There are no minimum standards for training moderators, and they can often be overwhelmed by the scale of the inappropriate content they are expected to identify and take down. Some platforms make use of automated moderation, but over-relying on these systems risks capturing only the most clear-cut cases. Minimum standards for training and protecting the welfare of human moderators would help. 

Why was the advertising shown to children all age-appropriate? Is that because advertising regulation is currently more advanced than that for online harms? 

The Online Safety Bill will place more responsibility on platforms to address harmful content on their services, but much of the content directed to children in the Pathways report already contravenes the platform’s own terms of service, and so comes back to the need for minimum standards for moderation and addressing how content is spread and targeted to users by platforms’ algorithms. 

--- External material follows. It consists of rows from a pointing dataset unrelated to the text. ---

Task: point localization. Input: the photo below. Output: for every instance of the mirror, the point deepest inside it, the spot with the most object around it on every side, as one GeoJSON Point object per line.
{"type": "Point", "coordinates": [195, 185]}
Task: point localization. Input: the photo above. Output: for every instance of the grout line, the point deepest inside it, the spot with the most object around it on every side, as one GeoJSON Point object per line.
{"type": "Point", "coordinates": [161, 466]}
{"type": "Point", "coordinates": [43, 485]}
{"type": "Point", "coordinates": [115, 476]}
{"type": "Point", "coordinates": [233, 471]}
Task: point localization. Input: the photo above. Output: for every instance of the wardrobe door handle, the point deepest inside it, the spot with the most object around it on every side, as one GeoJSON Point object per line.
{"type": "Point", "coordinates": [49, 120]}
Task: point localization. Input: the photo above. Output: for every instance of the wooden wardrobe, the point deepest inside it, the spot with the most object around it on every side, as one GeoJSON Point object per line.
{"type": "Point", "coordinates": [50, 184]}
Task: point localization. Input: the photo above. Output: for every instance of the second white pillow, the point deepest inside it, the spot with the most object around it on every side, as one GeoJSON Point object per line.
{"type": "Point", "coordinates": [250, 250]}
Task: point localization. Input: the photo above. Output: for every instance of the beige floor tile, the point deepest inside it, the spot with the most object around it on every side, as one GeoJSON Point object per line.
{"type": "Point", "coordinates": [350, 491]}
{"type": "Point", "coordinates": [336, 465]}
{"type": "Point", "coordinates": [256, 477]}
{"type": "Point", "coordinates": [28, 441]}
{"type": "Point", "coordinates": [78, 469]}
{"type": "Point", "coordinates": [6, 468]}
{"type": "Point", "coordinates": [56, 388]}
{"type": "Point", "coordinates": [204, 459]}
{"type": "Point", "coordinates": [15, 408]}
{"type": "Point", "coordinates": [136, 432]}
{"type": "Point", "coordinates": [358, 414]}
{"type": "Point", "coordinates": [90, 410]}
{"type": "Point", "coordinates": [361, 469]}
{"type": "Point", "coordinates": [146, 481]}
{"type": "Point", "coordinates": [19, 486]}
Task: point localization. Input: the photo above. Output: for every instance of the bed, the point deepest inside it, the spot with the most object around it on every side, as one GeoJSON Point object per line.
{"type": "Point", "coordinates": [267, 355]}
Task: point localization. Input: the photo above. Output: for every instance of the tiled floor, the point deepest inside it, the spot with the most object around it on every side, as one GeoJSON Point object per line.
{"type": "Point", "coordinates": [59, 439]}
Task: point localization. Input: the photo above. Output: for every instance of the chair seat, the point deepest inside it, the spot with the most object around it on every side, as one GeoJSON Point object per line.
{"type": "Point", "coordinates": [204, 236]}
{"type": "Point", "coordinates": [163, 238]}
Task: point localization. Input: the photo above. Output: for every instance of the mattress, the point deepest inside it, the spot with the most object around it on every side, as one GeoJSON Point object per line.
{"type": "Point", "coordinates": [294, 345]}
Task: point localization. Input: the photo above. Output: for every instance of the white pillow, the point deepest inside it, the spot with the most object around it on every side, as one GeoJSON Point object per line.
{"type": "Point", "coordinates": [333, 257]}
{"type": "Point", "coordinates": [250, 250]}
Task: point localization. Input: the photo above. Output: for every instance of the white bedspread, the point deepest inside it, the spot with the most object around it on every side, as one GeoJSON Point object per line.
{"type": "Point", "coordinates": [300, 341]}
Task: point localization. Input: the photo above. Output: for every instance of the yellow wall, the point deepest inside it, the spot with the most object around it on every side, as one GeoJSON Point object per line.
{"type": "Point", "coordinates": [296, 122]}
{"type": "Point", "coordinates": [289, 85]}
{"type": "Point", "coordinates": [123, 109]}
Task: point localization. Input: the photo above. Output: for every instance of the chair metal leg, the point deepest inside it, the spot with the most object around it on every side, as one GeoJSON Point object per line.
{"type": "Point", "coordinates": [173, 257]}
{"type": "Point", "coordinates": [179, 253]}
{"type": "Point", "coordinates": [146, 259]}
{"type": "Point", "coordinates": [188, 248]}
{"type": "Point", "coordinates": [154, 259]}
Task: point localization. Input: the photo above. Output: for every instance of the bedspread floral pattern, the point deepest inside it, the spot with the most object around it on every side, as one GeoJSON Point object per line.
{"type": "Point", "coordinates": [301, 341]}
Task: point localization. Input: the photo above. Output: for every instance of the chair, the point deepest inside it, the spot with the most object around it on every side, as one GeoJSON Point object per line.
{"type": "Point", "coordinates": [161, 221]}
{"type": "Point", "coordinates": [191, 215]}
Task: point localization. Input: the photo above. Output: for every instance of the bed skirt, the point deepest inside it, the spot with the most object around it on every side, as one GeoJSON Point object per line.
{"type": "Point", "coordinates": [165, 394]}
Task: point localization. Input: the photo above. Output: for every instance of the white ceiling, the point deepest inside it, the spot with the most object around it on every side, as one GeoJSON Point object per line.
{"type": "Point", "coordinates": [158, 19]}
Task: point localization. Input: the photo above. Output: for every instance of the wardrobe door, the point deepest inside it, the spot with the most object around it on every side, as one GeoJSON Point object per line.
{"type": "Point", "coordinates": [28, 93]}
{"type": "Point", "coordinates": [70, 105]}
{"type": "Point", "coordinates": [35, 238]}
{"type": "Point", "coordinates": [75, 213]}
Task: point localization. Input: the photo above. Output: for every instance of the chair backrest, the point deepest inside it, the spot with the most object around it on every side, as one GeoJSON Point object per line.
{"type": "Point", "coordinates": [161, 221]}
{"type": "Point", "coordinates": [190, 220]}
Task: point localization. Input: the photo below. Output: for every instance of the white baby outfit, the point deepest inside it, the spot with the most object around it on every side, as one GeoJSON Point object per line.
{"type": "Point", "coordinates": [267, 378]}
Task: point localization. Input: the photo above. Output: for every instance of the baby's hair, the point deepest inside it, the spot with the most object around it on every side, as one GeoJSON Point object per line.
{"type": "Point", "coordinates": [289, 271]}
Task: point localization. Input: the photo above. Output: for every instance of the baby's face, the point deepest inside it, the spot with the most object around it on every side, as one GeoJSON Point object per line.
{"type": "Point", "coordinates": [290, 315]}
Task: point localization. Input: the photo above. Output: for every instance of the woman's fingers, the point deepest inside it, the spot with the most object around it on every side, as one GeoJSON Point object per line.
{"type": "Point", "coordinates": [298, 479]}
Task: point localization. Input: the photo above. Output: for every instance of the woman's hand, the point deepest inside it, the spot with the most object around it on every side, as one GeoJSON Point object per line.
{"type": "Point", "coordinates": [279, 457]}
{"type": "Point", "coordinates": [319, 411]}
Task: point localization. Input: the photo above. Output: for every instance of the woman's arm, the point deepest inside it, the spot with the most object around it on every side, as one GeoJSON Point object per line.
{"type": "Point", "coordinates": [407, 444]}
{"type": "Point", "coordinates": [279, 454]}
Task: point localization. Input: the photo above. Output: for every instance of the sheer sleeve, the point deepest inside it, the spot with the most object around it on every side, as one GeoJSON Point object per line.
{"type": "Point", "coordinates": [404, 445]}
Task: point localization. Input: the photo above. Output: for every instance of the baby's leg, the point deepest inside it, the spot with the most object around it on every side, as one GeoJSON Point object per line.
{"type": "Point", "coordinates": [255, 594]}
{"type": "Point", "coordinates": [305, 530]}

Gambling websites once had had hundreds of staff dedicated to generating business and very small teams dealing with “responsible gambling”. They have reformed by ensuring that all the marketeers were treated as part of the safer gambling team. This is eerily similar; the algorithm writers need to child safety in their job objectives.  

Interesting example! We agree that a culture of online safety for children should be embedded throughout these services, with all teams taking responsibility for spotting and addressing risks to children. 

Thank you for the presentation. What an impact…. What can we do tomorrow? Changing the revenue model? 

The digital world is entirely man- and woman-made, engineered and for the most part, privately owned. We heard time and again in this research that designers could design for safety, but their companies require them to design to maximise time spent, maximise reach and maximise activity. There needs to be sea change across the industry, led from the top and mandated through better regulation, that results in children being taken out of the business model. Better regulation must require greater transparency and accountability from companies, and named company directors must be liable for platforms and services that put children at risk. 

There is no silver bullet for changing systems. What things need to change - ethical design charters, informed adults (parents, social workers, teachers) and what else can we do to change this? 

There is always a role for parents, guardians and teachers in preparing their children for the risks of the online world, but that can’t be the only line of defence. Online services likely to impact on children should be required to meet minimum standards for protecting children, standards which should be mandatory and enforceable by Ofcom as the independent regulator.